COLUMNISTS

Trump flunks Wharton's labor economics lesson

Corpus Christi

By Jennifer Rubin

(c) 2017, The Washington Post

President Donald Trump never tired in his campaign of bragging about his degree from the Wharton School of Business. We couldn't help but notice that Wharton has shredded the anti-immigration RAISE Act that Trump endorsed:

"Penn Wharton Budget Model projects that contracting net legal immigration will decrease GDP relative to current law, despite changing the skill mix toward more educated immigrants. If immigration is decreased by 50 percent, the economy will be two percent smaller in 2040, even though 75 percent of those immigrants will now have at least a college degree. Between now and 2040, the economy will grow at about 1.6 percent per year on average rather than about 1.7 percent."

Wharton's analysis continues: "The RAISE Act also reduces employment because the domestic worker participation rate won't increase enough to fill the jobs that would have been held by immigrants who are no longer allowed in the country. . . . In its first year, under the RAISE Act, we project 92,538 fewer jobs. After 10 years, job losses increase to 1.3 million relative to current law. By 2040, 4.6 million jobs are lost." In sum, the RAISE Act "will lead to less economic growth and fewer jobs than otherwise. Job losses emerge because domestic workers will not fill all the jobs that immigrant workers would have filled. While in the short run the RAISE Act leads to a small boost to per capita GDP, in the long run per capita GDP dips slightly." Put differently, there is no economic justification for the bill.

President Donald Trump, accompanied by Vice President Mike Pence, speaks to reporters before a security briefing at Trump National Golf Club in Bedminster, N.J., Thursday, August 10, 2017.

That leaves several explanations as to why Trump, who from time to time has praised legal immigration, would jump on the bandwagon: 1) Stephen K. Bannon, advocate of "blood and soil" nationalism, told him to; 2) Trump didn't learn much at Wharton and doesn't have a college freshman's grasp of labor economics; or 3) Trump knows it's a ridiculous bill but is desperate to please his base, which is drifting away. (Some combination of these factors may be at work.)

The same question — why support this? — might be asked of the overly ambitious Harvard graduate Sen. Tom Cotton, R-Ark., who co-sponsored the legislation. Presumably he isn't being told what to do by Bannon. He sure seems smart enough to have mastered Econ 101. Cotton quite plainly is playing the alt-right card, positioning himself as the natural successor to Trump.

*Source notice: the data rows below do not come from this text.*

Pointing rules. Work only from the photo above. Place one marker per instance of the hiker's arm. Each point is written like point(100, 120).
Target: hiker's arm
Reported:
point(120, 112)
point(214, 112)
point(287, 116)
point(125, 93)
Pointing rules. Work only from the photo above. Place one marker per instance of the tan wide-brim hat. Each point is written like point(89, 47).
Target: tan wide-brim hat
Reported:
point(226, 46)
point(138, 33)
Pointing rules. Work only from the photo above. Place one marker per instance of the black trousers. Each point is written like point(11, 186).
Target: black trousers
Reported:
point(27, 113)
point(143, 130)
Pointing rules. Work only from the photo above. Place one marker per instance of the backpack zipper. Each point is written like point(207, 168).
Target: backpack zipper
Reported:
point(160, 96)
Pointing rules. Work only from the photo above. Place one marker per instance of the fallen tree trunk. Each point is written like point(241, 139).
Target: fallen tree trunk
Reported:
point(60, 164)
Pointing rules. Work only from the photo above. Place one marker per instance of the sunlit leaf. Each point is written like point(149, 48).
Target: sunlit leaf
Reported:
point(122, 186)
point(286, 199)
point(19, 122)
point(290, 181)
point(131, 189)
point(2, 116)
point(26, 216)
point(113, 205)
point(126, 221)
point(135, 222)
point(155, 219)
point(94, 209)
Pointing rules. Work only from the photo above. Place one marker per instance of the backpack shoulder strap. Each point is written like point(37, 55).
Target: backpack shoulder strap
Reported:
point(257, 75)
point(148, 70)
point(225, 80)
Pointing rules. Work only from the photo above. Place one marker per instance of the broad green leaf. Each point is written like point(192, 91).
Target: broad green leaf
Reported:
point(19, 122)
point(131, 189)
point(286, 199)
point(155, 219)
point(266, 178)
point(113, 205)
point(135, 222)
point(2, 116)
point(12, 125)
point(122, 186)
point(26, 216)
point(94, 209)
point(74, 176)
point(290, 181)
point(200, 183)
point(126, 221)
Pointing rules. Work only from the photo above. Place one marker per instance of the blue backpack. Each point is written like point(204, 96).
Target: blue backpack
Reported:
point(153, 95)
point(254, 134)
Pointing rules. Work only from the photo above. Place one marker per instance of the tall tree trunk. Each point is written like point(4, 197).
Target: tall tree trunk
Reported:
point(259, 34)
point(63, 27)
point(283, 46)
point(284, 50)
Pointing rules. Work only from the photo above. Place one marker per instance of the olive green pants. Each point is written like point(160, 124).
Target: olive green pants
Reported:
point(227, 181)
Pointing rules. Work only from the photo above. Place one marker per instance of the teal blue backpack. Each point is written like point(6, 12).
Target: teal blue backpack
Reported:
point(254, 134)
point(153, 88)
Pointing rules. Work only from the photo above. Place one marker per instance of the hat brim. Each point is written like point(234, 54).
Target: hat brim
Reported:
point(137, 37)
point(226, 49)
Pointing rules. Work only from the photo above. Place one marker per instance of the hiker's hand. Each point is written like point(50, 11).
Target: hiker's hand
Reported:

Perhaps other Republicans will see this plan for what it is: the inevitable result of a party that has been intellectually corrupted, relying on the ignorance and anger of voters to raise money and keep it in power. As Jonathan Blitzer wrote:

"It's unlikely that the [Raise] Act will become law — even today, many Republicans in Congress would likely vote against it. (Some, like Lindsey Graham, have already publicly criticized it.) But in Trump, nativist activists and lawmakers finally have someone in the White House who speaks their language. 'For the first time ever, a President has sought a reduction in legal immigration' [said Muzaffar Chishti, an immigration expert at the Migration Policy Institute]. 'Even when Congress has been hostile to immigration, the President has always stood on the other side of the issue. This is from Wilson to Truman; it was true of Kennedy and Johnson and Reagan, all the way to George W. Bush and Obama. There have been no exceptions — until now.' "

Unfortunately, if the future of the GOP is with the Tom Cottons, Trump will not be seen as the exception to the rule but the beginning of Republicans' embrace of the counterproductive goal to keep the world's best and brightest off our shores. If only Trump had learned something at Wharton.